El núcleo de la reflexión giró en torno a un riesgo silencioso: la delegación del juicio profesional. “El problema nunca es la herramienta, sino la tendencia humana al facilismo”, afirmaba Campot, señalando que el verdadero peligro no está en la inteligencia artificial en sí, sino en el uso acrítico que se haga de ella. Cuando el profesional deja de cuestionar y se limita a aceptar lo que la tecnología propone, comienza a debilitar su criterio.
De quién es el criterio
En este sentido, se introdujo una distinción clave entre tres actitudes posibles ante la tecnología: rechazarla, someterse a ella o integrarla de forma consciente. Y es esta última la que se defiende como la única viable. No se trata de renunciar a la innovación, sino de “conservar las capacidades humanas y usar el medio tecnológico”, manteniendo intacta la capacidad de análisis, intuición y pensamiento crítico.
Otro de los aspectos destacados fue el impacto de los sesgos. Tradicionalmente, toda decisión profesional ha estado condicionada por sesgos personales; sin embargo, ahora se añade una nueva capa: los sesgos algorítmicos.
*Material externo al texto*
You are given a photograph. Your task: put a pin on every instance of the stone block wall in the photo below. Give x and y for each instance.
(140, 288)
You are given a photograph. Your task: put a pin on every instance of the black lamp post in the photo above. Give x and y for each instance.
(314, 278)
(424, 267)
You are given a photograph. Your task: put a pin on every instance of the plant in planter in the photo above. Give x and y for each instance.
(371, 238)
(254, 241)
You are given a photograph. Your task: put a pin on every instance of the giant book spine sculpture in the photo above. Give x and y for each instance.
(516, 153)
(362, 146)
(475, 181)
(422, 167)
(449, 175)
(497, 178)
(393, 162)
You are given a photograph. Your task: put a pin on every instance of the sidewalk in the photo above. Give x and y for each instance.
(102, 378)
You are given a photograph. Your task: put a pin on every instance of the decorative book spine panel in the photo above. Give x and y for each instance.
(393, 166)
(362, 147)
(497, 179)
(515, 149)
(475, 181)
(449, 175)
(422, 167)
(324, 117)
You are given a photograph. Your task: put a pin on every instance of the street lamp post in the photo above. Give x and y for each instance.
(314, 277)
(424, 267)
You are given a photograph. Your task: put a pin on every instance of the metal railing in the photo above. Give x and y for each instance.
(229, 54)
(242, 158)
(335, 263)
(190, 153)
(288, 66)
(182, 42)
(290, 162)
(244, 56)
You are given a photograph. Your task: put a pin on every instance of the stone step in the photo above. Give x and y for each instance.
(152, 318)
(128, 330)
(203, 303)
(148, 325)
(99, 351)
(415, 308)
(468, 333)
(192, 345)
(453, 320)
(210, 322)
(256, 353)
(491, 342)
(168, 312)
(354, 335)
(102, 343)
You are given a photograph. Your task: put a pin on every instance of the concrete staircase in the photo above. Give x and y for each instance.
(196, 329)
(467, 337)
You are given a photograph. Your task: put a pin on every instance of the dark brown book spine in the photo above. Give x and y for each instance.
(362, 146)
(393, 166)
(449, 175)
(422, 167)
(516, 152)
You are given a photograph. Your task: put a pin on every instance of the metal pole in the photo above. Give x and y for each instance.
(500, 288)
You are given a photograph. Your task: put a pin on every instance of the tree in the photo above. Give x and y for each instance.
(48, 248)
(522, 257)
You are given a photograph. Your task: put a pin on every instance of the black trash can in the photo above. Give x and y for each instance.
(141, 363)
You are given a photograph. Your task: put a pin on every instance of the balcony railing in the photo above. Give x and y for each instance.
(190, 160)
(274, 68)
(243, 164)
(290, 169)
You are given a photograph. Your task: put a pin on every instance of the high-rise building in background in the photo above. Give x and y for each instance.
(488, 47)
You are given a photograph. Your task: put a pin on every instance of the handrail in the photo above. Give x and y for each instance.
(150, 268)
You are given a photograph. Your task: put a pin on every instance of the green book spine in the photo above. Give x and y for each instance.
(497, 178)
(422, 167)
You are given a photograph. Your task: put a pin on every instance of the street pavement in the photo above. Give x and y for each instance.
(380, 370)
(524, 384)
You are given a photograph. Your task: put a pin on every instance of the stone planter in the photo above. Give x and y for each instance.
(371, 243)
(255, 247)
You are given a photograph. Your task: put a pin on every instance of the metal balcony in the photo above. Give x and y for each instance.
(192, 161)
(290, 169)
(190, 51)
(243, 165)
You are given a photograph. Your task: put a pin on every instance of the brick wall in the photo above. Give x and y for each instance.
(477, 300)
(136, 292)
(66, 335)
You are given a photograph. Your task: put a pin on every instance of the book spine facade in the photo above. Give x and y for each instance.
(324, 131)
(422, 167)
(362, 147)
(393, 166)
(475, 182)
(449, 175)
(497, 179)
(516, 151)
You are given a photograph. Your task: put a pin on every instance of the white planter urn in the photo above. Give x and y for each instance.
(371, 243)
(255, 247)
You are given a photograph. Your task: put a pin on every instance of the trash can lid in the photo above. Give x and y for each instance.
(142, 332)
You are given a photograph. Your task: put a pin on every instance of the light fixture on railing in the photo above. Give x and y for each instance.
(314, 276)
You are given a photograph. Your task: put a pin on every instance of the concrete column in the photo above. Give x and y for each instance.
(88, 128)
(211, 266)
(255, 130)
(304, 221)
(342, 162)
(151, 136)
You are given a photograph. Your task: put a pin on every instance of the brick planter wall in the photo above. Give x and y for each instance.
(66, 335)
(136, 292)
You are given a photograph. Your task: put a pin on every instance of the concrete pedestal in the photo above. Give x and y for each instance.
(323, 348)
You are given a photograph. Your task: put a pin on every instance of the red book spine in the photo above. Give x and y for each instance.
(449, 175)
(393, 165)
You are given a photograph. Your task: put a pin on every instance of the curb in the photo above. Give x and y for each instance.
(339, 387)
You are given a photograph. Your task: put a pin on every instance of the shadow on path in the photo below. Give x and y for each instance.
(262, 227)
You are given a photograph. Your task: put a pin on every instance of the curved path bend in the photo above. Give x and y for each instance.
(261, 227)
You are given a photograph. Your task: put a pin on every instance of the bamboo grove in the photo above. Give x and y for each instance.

Campot puso sobre la mesa que confiar ciegamente en la inteligencia artificial no elimina errores, sino que puede multiplicarlos o hacerlos menos visibles.
La reflexión avanzó hacia una idea central: el valor del profesional en el futuro no residirá en el acceso a la tecnología —cada vez más democratizada—, sino en su capacidad de interpretarla y cuestionarla. “El profesional del futuro no será quien delegue su intuición en la tecnología, sino quien la entrene y la combine con ella”, se apuntaba.
Así, el webinar, que contó con más de 700 inscritos, terminó planteando un reto claro: dominar la herramienta sin convertirse en ella. En un entorno donde lo inmediato y lo automático ganan terreno, se reivindica el pensamiento pausado, el criterio propio y la responsabilidad como elementos diferenciales. En definitiva, más allá de lo técnico, la sesión dejó una idea de fondo: la inteligencia artificial no sustituye al profesional, pero sí redefine lo que significa ser uno. Y en ese nuevo escenario, la verdadera ventaja competitiva seguirá siendo profundamente humana.
Una conversación sobre la tecnología, criterio humano y el futuro del ejercicio profesional que seguirá en un nuevo webinar con foco en la conciencia profesional.